California's homeless population fell nearly 3% over the past year, landing the state among five reporting significant decreases in a rare reversal of a decade-long trend, according to newly released federal data.
The Golden State counted 181,934 unhoused people in 2025, down from the prior year. While the state's decline was modest compared to Illinois (44%), Hawaii (41%), Florida (11%), and New York (8%), it marks tangible progress in a crisis that has defined Governor Gavin Newsom's tenure and dominated California politics.
Nationally, homelessness dropped 3% from 2024 to 2025, the first decline since 2016. On a single night in January 2025, the nation counted 745,652 homeless persons, according to the federally mandated point-in-time count that surveys people in shelters and sleeping outdoors.
Newsom intensified his anti-homelessness campaign over the past year, announcing a model ordinance in May 2025 for cities and counties to address "persistent" encampments and securing $3.3 billion in voter-approved funding for housing and drug treatment programs.
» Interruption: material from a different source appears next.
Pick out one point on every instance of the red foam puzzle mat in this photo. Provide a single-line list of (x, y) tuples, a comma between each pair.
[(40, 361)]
The issue has become central to California's gubernatorial and Los Angeles mayoral races.
California and New York held the largest populations of unsheltered people in 2025, despite the recent improvements.
Administration pushback and policy concerns
The Trump administration moved quickly to minimize the significance of the one-year drop, instead highlighting that homelessness has surged 27% since 2013. HUD Secretary Scott Turner credited the administration's approach, stating in a press release that "the status quo of 'housing first' has failed to meaningfully reduce homelessness." Turner pledged HUD would "restore its programs to advance recovery and self-sufficiency."
The administration also attributed the 2025 decrease to its immigration policies, claiming reductions in "Sanctuary Cities" drove the national improvement.
Advocates for homeless services welcomed the data but warned that administration policies threaten to erase gains. Ann Oliva, CEO of the National Alliance to End Homelessness, credited the 2025 improvements to targeted housing resources from 2024, particularly the Emergency Housing Voucher program and new rural homelessness funding.
"Unfortunately, the Trump Administration has largely deprioritized these tools and worked to dismantle the very systems that drove these reductions," Oliva said. The organization estimates proposed cuts to permanent housing programs would "force at least 170,000 formerly homeless people back on the streets."
The administration has mandated treatment for federal housing voucher recipients, penalized jurisdictions using harm-reduction approaches such as safe consumption sites, and in April 2026 introduced a proposed rule requiring federally funded shelters to house people based on birth sex alone.
Author James Rodriguez: "The data proves housing-focused strategies work, but the political machinery is already spinning the success into an argument for dismantling them."